RWANDA
May 2005 - Kigali, Butare, Nyungwe, Cyangugu, Virunga, Kibuye, Kivu
Even the most remote roads are full of people, with even the steepest mountainsides cultivated (except for the Virunga volcanoes and the Nyungwe forest). Rwanda is crowded. We arrived in Kigali, a city rebuilding itself after the genocide of ten years ago. Scars from the war can be seen in people missing limbs, ruined buildings, beggars, and people who are obviously insane. But Rwanda is a safe place to travel thanks to new-found stability, peace, and security. We went to the Volcano National Park to celebrate my 40th birthday with mountain gorillas. Very cool :-) There are only 700 members of this species left, and they're all in the volcanoes along the Congo, Uganda, Rwanda border. The alpha male was huge but gentle, playing with his children in a human-like way. Gorillas are vegetarians.
The monsters of Rwanda are the people responsible for the 1994 genocide, and they are being prosecuted, both by the U.N. in Arusha, and by the Rwandan government (which has the death penalty, and has already sentenced more than 500 people to die). I am generally against the death penalty, but after visiting the horrific memorial to the massacre at Murambi (where many thousands of people were slaughtered as they sought refuge in a school), I can't help but think that maybe the people responsible deserved this fate. I have never seen anything so strongly morbid, and even the caretaker was speechless with tears in his eyes as he showed us around ;-(
People are prone to believe whatever they are told by those with power and authority (often the alpha male), without critical analysis or fact checking, and the less education they recieve, the more this is so. For example, people believe that human beings were created instantaneously ala the Adam and Eve story. Science has overwhelming and incontrovertible evidence that evolution is a fact (the word theory is misleading to non-scientists). Therefore, the way to comprehend what happened in 1994 is to note that human beings are apes, as are orangutans, gorillas, bonobos, chimpanzees, and gibbons. Apes committed the genocide in Rwanda. Some apes are trained better then others. That's why it's so important that we improve our schools.
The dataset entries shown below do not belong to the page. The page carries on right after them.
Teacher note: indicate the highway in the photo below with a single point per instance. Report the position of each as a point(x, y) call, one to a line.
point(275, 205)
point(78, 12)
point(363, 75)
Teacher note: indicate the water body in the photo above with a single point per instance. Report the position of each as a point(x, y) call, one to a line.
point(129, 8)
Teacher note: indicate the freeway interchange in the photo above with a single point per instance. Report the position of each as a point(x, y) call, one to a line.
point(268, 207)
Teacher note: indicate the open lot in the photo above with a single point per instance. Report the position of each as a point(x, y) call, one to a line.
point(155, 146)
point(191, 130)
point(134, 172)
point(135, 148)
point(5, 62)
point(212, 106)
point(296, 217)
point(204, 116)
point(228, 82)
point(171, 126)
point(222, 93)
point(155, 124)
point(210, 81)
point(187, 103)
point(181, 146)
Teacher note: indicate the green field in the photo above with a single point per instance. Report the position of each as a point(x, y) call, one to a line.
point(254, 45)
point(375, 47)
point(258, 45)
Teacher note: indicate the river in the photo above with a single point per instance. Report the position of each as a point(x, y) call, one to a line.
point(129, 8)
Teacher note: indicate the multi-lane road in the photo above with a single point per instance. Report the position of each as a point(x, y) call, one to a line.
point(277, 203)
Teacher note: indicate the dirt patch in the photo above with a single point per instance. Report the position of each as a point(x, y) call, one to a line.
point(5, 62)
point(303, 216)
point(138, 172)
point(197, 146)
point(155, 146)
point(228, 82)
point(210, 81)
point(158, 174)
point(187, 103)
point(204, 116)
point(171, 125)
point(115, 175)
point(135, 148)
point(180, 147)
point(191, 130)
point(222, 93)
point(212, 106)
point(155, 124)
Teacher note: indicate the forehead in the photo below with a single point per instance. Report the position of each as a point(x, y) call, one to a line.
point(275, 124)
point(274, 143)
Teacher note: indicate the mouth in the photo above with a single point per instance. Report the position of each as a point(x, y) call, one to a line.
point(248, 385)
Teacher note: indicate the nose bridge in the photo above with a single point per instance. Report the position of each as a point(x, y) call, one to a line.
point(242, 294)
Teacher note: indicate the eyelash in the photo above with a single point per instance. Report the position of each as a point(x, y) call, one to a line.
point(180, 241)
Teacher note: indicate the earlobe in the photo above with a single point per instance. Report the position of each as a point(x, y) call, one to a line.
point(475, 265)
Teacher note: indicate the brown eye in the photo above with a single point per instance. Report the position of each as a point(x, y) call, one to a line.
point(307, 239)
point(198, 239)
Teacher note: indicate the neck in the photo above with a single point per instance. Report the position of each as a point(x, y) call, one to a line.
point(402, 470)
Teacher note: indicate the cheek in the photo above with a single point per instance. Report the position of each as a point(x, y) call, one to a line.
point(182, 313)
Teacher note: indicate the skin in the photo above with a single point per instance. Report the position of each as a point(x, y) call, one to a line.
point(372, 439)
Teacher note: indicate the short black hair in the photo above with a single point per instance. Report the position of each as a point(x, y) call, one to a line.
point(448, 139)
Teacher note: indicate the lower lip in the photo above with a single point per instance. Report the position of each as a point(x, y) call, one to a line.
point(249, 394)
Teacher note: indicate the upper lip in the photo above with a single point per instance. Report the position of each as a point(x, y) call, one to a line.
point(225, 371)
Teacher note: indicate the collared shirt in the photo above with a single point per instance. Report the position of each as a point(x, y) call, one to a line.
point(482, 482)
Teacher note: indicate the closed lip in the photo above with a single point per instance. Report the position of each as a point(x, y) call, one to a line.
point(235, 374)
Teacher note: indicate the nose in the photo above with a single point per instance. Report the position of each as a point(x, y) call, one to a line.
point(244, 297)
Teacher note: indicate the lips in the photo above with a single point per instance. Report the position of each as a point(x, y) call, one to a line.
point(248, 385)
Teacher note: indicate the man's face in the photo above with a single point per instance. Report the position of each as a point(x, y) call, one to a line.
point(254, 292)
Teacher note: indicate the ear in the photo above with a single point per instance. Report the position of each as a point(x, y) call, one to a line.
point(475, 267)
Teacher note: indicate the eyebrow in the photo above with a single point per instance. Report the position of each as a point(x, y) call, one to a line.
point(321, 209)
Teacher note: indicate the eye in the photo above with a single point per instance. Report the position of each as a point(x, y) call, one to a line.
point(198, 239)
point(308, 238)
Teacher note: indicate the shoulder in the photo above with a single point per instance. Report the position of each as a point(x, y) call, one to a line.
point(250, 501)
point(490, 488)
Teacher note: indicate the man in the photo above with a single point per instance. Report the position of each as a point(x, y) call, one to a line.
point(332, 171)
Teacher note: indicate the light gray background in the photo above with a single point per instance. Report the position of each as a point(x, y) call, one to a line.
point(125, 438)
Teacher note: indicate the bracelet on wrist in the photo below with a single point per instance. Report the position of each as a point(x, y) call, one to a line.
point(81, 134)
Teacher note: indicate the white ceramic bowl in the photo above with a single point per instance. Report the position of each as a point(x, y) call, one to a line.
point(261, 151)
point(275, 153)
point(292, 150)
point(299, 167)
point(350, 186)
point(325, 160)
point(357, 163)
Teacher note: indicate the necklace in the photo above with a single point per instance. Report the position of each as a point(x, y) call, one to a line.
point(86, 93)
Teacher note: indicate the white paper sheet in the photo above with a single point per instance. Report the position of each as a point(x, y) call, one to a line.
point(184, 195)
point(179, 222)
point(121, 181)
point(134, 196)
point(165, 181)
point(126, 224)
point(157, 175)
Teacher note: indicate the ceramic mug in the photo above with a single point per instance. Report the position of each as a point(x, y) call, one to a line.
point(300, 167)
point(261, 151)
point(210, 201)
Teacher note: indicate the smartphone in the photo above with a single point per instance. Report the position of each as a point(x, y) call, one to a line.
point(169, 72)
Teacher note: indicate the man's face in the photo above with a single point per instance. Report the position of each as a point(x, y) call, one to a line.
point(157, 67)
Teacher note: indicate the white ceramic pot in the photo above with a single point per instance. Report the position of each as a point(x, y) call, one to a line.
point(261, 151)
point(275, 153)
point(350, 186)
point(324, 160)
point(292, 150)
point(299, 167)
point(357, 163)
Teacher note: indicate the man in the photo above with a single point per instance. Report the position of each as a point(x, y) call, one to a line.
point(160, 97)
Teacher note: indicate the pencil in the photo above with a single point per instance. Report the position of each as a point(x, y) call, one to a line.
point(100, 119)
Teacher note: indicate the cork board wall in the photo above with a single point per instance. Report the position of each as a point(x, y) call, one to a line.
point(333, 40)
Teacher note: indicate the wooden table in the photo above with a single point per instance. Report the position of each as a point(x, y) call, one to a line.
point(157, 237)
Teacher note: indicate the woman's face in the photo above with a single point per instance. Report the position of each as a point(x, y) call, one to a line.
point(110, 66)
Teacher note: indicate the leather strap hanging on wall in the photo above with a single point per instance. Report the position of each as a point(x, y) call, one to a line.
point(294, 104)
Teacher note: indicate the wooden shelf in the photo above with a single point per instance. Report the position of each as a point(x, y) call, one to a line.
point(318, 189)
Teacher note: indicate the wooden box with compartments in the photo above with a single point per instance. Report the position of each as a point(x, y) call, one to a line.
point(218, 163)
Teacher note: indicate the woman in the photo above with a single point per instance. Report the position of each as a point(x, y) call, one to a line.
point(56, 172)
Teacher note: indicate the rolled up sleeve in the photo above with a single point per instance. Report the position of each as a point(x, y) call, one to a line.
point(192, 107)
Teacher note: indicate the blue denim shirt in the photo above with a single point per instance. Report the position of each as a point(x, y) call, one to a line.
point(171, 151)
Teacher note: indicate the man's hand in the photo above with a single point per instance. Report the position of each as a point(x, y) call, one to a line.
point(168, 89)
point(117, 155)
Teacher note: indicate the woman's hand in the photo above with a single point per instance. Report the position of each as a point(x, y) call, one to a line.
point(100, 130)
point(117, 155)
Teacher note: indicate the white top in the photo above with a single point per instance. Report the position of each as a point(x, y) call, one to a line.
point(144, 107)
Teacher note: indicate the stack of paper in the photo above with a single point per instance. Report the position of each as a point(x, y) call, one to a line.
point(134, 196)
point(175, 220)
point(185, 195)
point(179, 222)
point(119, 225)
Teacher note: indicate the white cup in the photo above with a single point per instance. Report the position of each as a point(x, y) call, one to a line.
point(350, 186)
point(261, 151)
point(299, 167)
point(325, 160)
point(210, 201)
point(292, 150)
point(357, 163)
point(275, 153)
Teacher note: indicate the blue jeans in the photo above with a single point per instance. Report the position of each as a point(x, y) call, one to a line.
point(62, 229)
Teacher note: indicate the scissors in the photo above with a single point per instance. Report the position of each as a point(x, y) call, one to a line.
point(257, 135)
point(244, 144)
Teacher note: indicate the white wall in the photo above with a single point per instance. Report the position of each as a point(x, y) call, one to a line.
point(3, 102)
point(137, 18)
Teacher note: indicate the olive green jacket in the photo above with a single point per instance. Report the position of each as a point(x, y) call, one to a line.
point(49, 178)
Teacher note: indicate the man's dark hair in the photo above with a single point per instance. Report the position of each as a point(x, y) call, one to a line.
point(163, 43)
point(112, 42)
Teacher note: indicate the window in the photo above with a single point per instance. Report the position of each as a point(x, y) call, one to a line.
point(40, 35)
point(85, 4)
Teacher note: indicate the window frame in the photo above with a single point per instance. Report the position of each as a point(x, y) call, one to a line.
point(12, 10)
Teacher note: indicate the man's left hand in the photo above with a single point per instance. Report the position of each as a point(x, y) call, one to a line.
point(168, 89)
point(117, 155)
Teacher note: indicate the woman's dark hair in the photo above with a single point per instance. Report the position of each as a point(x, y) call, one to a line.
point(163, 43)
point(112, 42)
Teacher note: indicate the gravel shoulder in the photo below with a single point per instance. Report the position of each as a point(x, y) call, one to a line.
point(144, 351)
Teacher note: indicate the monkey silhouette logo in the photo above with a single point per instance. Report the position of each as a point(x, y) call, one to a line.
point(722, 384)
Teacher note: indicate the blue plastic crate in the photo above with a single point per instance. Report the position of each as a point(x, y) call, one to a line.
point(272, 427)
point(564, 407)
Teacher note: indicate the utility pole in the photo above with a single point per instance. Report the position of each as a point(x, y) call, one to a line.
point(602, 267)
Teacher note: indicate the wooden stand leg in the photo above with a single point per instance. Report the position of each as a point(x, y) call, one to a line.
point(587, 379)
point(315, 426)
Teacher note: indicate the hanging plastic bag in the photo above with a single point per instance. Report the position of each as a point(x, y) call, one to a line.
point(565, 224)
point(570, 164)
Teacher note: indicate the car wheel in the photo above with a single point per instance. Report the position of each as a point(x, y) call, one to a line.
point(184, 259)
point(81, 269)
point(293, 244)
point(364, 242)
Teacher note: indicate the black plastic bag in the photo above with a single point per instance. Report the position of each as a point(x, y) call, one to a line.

When I asked what motivated people to kill their neighbors, I always received the same response: "Rwandans are subsistence farmers with little or no education. So when rich, educated politicians tell them they can kill and take over the land of the victim, they kill." And this is indeed what happened, totalling about 800,000 dead in 100 days of insanity. There was another crucial factor: Rwanda became so overpopulated that "farms" were too small to sustain the farmers; violent fights between siblings over land inheritance grew steadily in the years preceding the crisis. Overpopulation was the root cause.
Rwandans say that there are no more Hutus or Tutsis, but only Rwandans, so that tribal conflicts will happen 'never again' - except that the Hutu - Tutsi conflict continues in the neighboring Congo, and there are way too many children (and God is against birth control, or so says his proxy on Earth, the Pope). Things are looking up in Rwanda at the moment, but I worry about the future for these children.
We tracked wild chimpanzees in the Nyungwe Forest. Chimps share about 98% of human DNA, have been trained to use human sign language, walk upright when they want to, and have other human characteristics (such as the way they show emotion with facial expressions). They also eat monkeys. And they go to war with neighboring tribes. We got close to a wild group, and it was wonderful to see them in their natural habitat. Chimps have empathy, too.
We humans share more than 99.9% of our DNA. The differences between us are cultural, economic, geographic, and political. Differences like skin color are superficial. Religion falls under culture, that which we learn from previous generations. My religion, for lack of a better word, is Secular Humanism. I wouldn't call myself an atheist because I believe in God, a beautiful, amazing mathematical God. I believe in the laws of physics; that is, I believe that the Universe, while chaotic, is also orderly, and the closest we can get to understanding it is through math. Yin-Yang can be found in the math with fractals, trigonometry, and quantum mechanics; and I think Big Bangs and Black Holes follow suit. Note also that DNA has a Yin-Yang symmetry. My contention is that anything that cannot be explained directly by the laws of physics can be understood indirectly as a phenomenon of the incredible human brain. I call this my Trained Ape Theory of human nature.
We were greeted with hugs in Kinigi, near the Volcano National Park. A local woman said that we were the first white tourists to ever visit their town center. I found that hard to believe. Later, we saw the white apes, rich Europeans trained in luxury but not in human warmth... At one point we had to walk several kilometers with our backpacks. I flagged down a Land Cruiser with 3 white tourists and asked if we could hitch a ride. The driver said he didn't have room (they had room). Then a small van, loaded with 18 local people, stopped and gave us a lift (apes trained in human warmth but not luxury).
After all the ape tracking, we rested for a few days in Kibuye, on beautiful Lake Kivu.